In an illustrative embodiments, portable terminal 10 comprises and controller 20 communicating medium trapping modules, for example camera, video and/or audio module.Camera module can be to be used to catch image, video and/or audio so that any device of storing, showing or transmit.For example; In an illustrative embodiments; Wherein camera module is a camera module 36, and this camera module 36 can comprise can form digital image file perhaps forms digital video file from a series of images of catching digital camera from the image of catching.Like this, camera module 36 comprises all hardware and image or a series of image creation digital picture of catching or the required software of video file from catching of lens for example or other optical device.Replacedly; Camera module 36 can only comprise the hardware of checking that image is required, and the instruction from the required form of software of the image of catching or a plurality of image creation digital picture or video file that the memory device for storing of portable terminal 10 is carried out by controller 20.In an illustrative embodiments, camera module 36 may further include the for example processing unit of coprocessor, and its subcontrol 20 image data processings and being used to compress and/or the scrambler and/or the demoder of decompressed image data.Scrambler and/or demoder can be encoded and/or decode according to for example JPEG or mpeg standard form.

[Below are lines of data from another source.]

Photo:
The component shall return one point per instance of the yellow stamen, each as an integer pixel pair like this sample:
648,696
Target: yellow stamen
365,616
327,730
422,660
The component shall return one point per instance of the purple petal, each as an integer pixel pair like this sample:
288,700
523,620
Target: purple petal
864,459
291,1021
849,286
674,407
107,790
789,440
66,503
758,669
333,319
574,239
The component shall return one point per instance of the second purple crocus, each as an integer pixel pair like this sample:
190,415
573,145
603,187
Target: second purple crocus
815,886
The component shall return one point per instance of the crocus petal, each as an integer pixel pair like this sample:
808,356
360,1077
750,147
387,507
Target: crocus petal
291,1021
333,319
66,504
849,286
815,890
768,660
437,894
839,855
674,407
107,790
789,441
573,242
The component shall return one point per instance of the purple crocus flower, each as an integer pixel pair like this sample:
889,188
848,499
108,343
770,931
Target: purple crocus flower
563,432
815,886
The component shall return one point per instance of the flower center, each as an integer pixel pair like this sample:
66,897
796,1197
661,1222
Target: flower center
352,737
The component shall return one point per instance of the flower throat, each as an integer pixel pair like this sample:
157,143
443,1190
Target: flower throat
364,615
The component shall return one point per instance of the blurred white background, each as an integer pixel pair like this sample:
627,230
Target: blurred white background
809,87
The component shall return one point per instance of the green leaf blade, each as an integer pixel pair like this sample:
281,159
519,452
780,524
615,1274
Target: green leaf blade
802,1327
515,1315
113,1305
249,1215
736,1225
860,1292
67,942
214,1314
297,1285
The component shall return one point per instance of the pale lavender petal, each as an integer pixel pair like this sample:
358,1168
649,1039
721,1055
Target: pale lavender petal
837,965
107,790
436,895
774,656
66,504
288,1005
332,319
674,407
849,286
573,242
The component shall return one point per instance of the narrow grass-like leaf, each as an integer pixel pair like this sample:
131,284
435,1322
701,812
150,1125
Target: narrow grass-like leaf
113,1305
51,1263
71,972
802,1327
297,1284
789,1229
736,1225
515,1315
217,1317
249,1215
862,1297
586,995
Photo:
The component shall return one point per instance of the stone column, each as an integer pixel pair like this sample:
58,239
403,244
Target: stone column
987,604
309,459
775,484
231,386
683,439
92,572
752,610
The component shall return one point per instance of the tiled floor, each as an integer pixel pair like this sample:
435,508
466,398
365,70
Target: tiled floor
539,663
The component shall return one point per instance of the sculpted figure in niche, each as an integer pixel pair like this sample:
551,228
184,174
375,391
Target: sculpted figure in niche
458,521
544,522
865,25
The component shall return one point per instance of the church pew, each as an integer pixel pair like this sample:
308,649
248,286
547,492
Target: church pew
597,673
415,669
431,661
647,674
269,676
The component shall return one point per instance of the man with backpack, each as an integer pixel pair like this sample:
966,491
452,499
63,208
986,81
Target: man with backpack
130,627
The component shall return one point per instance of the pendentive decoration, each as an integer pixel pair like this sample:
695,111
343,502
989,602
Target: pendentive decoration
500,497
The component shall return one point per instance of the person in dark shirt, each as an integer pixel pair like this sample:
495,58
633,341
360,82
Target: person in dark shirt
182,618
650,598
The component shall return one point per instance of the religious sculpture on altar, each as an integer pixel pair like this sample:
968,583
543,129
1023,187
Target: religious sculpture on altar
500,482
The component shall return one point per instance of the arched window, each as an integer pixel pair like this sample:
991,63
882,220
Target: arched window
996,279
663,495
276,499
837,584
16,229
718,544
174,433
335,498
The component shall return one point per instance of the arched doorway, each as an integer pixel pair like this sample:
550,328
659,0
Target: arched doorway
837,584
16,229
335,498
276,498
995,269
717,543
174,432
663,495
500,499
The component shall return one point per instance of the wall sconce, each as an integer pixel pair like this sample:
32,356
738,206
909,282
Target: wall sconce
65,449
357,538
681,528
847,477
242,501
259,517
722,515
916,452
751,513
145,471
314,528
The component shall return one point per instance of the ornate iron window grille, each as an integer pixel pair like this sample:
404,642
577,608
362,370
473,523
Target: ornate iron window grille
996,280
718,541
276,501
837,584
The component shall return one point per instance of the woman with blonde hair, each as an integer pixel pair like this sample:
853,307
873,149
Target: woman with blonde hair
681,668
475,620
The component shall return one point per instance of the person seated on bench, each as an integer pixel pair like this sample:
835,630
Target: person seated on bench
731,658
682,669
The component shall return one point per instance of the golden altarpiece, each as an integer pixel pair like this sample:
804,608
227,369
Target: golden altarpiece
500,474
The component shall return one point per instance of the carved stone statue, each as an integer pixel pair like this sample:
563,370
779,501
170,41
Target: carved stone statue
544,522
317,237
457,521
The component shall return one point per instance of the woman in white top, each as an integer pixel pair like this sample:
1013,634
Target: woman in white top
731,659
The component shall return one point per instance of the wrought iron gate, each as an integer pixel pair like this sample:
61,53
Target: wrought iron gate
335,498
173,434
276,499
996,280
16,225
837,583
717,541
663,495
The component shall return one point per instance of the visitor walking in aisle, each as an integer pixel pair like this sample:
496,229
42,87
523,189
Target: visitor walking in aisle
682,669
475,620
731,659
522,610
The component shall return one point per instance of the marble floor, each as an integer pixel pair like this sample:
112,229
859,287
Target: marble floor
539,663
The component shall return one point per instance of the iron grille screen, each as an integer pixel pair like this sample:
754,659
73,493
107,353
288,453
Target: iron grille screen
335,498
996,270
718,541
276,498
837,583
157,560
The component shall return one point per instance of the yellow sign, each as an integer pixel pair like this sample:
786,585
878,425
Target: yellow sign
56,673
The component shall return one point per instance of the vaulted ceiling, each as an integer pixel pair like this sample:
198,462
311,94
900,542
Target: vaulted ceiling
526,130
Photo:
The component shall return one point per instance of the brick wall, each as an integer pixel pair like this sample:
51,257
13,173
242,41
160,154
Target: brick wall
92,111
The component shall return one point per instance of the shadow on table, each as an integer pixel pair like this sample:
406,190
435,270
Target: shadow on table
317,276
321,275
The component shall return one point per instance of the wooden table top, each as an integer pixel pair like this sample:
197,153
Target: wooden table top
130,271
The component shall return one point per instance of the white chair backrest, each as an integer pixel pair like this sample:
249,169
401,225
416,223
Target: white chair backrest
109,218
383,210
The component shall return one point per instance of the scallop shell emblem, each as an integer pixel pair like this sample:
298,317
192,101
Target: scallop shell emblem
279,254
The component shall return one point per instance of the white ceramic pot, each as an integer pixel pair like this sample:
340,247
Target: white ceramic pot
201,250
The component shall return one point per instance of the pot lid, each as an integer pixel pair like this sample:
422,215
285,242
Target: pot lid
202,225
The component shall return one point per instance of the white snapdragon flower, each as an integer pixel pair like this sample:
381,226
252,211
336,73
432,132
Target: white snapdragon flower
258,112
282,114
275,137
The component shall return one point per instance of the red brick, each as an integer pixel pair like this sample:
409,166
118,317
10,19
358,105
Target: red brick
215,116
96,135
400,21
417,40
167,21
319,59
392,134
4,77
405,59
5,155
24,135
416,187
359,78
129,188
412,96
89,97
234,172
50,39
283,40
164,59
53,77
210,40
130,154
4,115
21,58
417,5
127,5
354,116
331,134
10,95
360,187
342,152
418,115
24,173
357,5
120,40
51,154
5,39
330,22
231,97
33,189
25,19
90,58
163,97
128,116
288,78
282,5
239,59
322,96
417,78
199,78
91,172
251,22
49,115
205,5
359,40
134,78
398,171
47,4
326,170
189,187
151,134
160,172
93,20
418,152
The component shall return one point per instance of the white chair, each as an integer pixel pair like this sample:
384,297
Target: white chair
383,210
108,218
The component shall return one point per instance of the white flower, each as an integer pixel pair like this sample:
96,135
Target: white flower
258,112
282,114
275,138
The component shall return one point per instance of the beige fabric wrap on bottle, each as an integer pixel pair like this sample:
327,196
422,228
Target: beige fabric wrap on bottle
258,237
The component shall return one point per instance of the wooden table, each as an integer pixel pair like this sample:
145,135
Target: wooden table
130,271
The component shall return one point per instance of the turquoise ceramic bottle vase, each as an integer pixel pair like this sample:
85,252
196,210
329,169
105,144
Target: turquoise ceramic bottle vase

With reference now to Fig. 2,, its as an example rather than the mode of restriction show can support to go to from one type the system that communicates by letter such as the electronic equipment of the portable terminal of Fig. 1.As shown in the figure, each can comprise antenna 12 one or more portable terminal 10, is used to transmit a signal to base or base station (BS) 44 and is used for receiving signal from it.Base station 44 can be one or more honeycombs or mobile network's a part, and each honeycomb or mobile network can comprise the required element of this network of operation, for example mobile switching centre (MSC) 46.As known in those skilled in the art, the mobile network can also be expressed as base station/MSC/ interconnect function (BMI).In operation, when portable terminal 10 was made with receipt of call, MSC46 can route goes to and from the calling of portable terminal 10.When calling related to portable terminal 10, MSC 46 can also be provided to the connection of landline trunks.In addition, MSC 46 can control and go to and from the forwarding of the message of portable terminal 10, and can control go to and from the information receiving and transmitting center, to the forwarding of the message of portable terminal 10.Although should be noted that MSC 46 has been shown in the system of Fig. 2, MSC 46 only is an exemplary network device, and the invention is not restricted in the network that adopts MSC, use.

MSC 46 can be coupled to data network, such as Local Area Network, Metropolitan Area Network (MAN) (MAN) and/or wide area network (WAN).MSC 46 can couple directly to data network.Yet in an exemplary embodiment, MSC 46 can be coupled to GTW 48, and GTW48 can be coupled to the for example WAN of the Internet 50.Then, the equipment such as treatment element (for example, personal computer, server computer or similar) can be coupled to portable terminal 10 via the Internet 50.For example, the following explanation, treatment element can comprise computing system 52 (having illustrated two among Fig. 2), source server of describing with hereinafter 54 (having illustrated among Fig. 2) or the one or more treatment elements that similarly are associated.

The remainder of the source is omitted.